Best friends are for adults too

100% of kids have a best friend. Don’t even try to challenge that; it’s a fact. Some kids have more than one best friend, which dilutes the meaning a little bit, but it’s true. Just ask the nearest kid around you, “Hey, who is your best friend?” My 5-year-old daughter already has three or four, depending on the day you ask her, and she really believes all of these friends qualify as her best friend.

The idea of having a best friend often gets lost in the transition from childhood into adulthood, and most adults these days would say they don’t have a best friend, or they say their spouse is their best friend, but that’s lame. Your spouse has sex with you (or should be), and that is an immediate disqualification from best friend status. Don’t get me wrong; my wife and I were friends before we ever started dating, and I want to spend time with her more than anyone else, but spouse and best friend are, and should be, two distinct relationships.

A few years into our marriage, my wife and I realized that we not only didn’t have a best friend, we didn’t have any really close friends. We knew a lot of people, but no one we considered our best friends. No one who would get up in the middle in the night to help us out, and certainly no one we wanted to help out in the middle of the night.

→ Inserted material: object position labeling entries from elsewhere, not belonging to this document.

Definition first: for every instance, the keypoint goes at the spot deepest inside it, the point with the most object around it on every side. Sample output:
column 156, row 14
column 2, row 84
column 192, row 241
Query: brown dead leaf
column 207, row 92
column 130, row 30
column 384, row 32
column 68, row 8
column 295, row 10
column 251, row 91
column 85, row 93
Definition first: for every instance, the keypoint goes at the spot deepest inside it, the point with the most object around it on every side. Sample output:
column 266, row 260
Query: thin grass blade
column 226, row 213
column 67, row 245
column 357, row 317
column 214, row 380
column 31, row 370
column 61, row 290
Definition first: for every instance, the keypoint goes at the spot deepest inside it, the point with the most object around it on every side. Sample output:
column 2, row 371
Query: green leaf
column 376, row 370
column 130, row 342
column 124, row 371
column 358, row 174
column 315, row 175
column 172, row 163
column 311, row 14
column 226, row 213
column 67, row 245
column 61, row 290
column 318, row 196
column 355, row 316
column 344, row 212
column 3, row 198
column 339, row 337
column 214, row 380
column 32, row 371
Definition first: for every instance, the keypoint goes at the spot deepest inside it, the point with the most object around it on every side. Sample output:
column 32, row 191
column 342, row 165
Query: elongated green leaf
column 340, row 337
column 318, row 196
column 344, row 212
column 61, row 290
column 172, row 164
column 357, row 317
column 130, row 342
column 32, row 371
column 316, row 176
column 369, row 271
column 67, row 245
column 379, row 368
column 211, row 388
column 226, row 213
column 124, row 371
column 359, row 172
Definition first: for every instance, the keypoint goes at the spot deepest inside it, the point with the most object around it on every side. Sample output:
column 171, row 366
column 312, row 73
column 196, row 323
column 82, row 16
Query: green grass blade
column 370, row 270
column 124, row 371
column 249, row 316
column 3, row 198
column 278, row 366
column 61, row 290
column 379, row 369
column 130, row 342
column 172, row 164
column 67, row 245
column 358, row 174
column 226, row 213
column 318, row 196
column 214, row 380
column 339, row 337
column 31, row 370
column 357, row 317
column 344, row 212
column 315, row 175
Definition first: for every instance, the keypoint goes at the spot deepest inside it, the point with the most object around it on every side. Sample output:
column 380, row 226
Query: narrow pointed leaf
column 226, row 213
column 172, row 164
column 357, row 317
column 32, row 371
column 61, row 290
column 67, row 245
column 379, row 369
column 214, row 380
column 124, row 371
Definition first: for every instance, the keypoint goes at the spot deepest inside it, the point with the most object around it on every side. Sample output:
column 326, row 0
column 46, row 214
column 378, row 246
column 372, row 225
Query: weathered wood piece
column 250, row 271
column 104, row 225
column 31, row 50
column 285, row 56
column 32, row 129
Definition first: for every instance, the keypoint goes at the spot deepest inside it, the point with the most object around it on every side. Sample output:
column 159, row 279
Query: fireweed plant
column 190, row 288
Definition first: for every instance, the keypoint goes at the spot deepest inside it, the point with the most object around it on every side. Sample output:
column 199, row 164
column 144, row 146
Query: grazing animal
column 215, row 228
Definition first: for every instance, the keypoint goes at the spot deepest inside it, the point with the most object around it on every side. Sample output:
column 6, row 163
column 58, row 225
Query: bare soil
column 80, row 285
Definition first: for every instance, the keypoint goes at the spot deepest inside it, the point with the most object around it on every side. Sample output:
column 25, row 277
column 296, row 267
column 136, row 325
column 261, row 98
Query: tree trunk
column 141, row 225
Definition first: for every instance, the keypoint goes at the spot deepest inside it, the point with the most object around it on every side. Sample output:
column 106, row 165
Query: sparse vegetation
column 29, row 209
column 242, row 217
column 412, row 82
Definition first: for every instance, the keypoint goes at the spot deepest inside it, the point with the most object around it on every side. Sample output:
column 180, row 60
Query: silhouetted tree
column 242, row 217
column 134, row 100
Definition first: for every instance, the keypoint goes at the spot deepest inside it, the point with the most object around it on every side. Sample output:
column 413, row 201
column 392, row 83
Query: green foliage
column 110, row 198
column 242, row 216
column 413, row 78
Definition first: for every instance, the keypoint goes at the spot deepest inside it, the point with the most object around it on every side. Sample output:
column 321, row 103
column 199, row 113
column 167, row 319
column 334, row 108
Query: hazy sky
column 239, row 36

In late 2008, all of that changed. We joined a new church, and within months met some people with whom we really connected. We started getting together outside of church for dinners or bike rides or play dates, and spending time with them became a natural part of life. If they needed something, we were the first ones there to help, and vice versa. If they celebrated a birthday, a promotion or new car, we celebrated with them, and vice versa. We played games together, shared struggles with each other, and became cheerleaders for one another. We became best friends.

Life is much richer as a result of our friendship, and nothing has been able to separate us, not even living 2,000 miles apart.

Who is your best friend (and your spouse doesn’t count)? If you couldn’t answer that in less than two seconds, you don’t have one.

Kids are always excited to spend time with their best friend, and I think they have it right on this one. There is a friend who sticks closer than a brother, and it’s time you found this person and started cultivating a great friendship. But be warned: you just might starting acting like a kid again, and that’s a good thing.